We have the recurrence relation $a_{n+1}-a_n=3n$, for n less than 0, where $a_0=1$.

Let's consider the sequence $b_m=a_{-m}$, $m=-n$, such that $m\in\mathbb{N}\cup\{0\}$. Then

$a_{n+1}-a_n=a_{-m+1}-a_{-m}=b_{m-1}-b_m=3n=-3m$, or $b_m-b_{m-1}=3m$.
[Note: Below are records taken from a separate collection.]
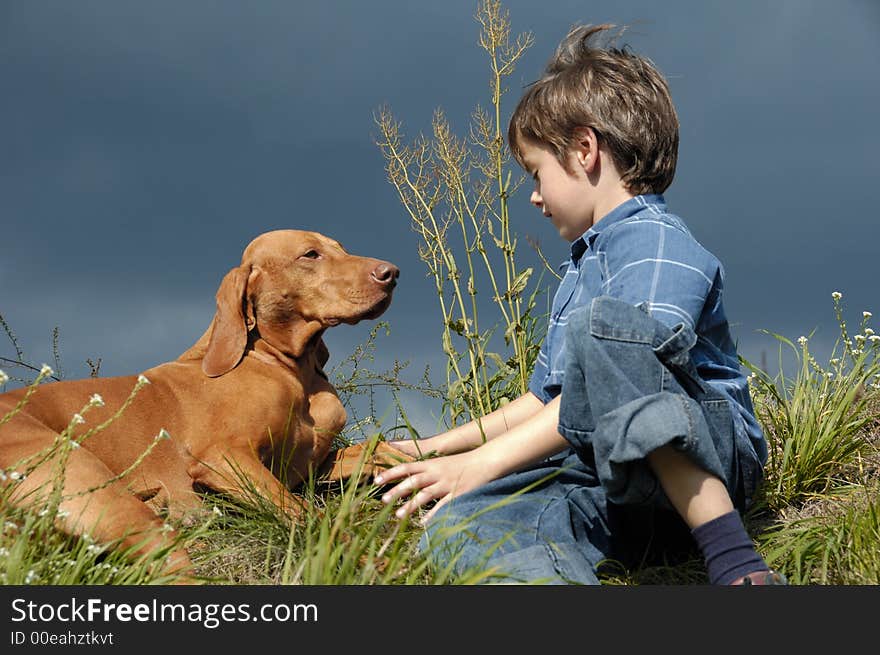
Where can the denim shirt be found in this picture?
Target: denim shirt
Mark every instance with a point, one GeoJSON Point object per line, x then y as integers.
{"type": "Point", "coordinates": [644, 255]}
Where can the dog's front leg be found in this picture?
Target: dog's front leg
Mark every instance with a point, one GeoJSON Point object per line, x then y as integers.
{"type": "Point", "coordinates": [238, 471]}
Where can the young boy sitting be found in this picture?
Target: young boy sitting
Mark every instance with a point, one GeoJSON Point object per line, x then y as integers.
{"type": "Point", "coordinates": [637, 410]}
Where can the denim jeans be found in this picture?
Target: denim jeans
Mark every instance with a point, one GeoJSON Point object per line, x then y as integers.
{"type": "Point", "coordinates": [629, 388]}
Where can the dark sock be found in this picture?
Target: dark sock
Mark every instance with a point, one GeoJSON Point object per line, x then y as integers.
{"type": "Point", "coordinates": [728, 549]}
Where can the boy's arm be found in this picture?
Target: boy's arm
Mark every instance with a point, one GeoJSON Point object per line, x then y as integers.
{"type": "Point", "coordinates": [470, 435]}
{"type": "Point", "coordinates": [444, 478]}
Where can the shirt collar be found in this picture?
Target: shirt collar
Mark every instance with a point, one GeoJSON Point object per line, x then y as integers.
{"type": "Point", "coordinates": [623, 211]}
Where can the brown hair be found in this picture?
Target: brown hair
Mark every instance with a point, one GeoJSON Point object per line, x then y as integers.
{"type": "Point", "coordinates": [620, 95]}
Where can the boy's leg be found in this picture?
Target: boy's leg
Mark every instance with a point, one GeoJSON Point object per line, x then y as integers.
{"type": "Point", "coordinates": [648, 433]}
{"type": "Point", "coordinates": [544, 525]}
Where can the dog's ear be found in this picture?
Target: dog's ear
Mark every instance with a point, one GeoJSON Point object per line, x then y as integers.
{"type": "Point", "coordinates": [321, 353]}
{"type": "Point", "coordinates": [295, 336]}
{"type": "Point", "coordinates": [233, 319]}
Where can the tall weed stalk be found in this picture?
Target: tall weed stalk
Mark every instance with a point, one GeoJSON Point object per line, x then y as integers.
{"type": "Point", "coordinates": [456, 192]}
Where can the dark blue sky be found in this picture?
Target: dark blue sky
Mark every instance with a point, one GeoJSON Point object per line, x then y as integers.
{"type": "Point", "coordinates": [145, 143]}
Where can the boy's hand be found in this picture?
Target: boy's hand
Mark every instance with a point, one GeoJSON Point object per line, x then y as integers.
{"type": "Point", "coordinates": [440, 479]}
{"type": "Point", "coordinates": [412, 447]}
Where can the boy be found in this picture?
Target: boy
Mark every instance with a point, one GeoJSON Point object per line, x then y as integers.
{"type": "Point", "coordinates": [637, 406]}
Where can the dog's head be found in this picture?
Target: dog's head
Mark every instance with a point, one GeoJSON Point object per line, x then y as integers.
{"type": "Point", "coordinates": [290, 287]}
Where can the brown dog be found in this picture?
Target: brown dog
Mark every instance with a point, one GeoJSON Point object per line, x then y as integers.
{"type": "Point", "coordinates": [250, 393]}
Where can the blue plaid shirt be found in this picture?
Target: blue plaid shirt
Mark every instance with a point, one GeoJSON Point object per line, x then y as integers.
{"type": "Point", "coordinates": [640, 253]}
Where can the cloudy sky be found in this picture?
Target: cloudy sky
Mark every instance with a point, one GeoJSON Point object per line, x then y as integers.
{"type": "Point", "coordinates": [143, 145]}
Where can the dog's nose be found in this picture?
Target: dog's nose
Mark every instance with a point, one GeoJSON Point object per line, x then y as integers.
{"type": "Point", "coordinates": [385, 273]}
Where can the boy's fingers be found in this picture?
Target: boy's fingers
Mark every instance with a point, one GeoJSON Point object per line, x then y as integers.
{"type": "Point", "coordinates": [424, 496]}
{"type": "Point", "coordinates": [440, 503]}
{"type": "Point", "coordinates": [392, 474]}
{"type": "Point", "coordinates": [409, 485]}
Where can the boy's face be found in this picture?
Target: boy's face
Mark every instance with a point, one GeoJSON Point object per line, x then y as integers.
{"type": "Point", "coordinates": [564, 196]}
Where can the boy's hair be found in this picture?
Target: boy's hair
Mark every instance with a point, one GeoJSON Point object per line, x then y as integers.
{"type": "Point", "coordinates": [620, 95]}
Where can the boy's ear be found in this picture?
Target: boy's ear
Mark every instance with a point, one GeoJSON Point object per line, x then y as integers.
{"type": "Point", "coordinates": [586, 148]}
$b_m=(b_m-b_{m-1})+(b_{m-1}-b_{m-2})+\dots+(b_1-b_0)+b_0$

$=3m+3(m-1)+\dots+3+b_0=\frac{3}{2}m(m+1)+1$

The generating function of the sequence $a_n$ is

$f(z)=\sum\limits_{n=-\infty}^0a_nz^n=\sum\limits_{m=0}^{+\infty}b_mz^{-m}=$

$\sum\limits_{m=0}^{+\infty}\left(\frac{3}{2}m(m+1)+1\right)z^{-m}=\sum\limits_{m=0}^{+\infty}z^{-m}+\frac{3}{2}\sum\limits_{m=0}^{+\infty}m(m+1)z^{-m}$

$=\frac{1}{1-z^{-1}}+\frac{3}{2}z^2\frac{d^2}{dz^2}\sum\limits_{m=0}^{+\infty}z^{-m}=\frac{1}{1-z^{-1}}+\frac{3}{2}z^2\frac{d^2}{dz^2}\frac{1}{1-z^{-1}}$

$=\frac{1}{1-z^{-1}}+3\frac{z^2}{(z-1)^3}=\frac{1}{1-z^{-1}}+\frac{3z^{-1}}{(1-z^{-1})^3}$

Answer. The generating function of the sequence $a_n$ is $f(z)=\frac{1}{1-z^{-1}}+\frac{3z^{-1}}{(1-z^{-1})^3}$.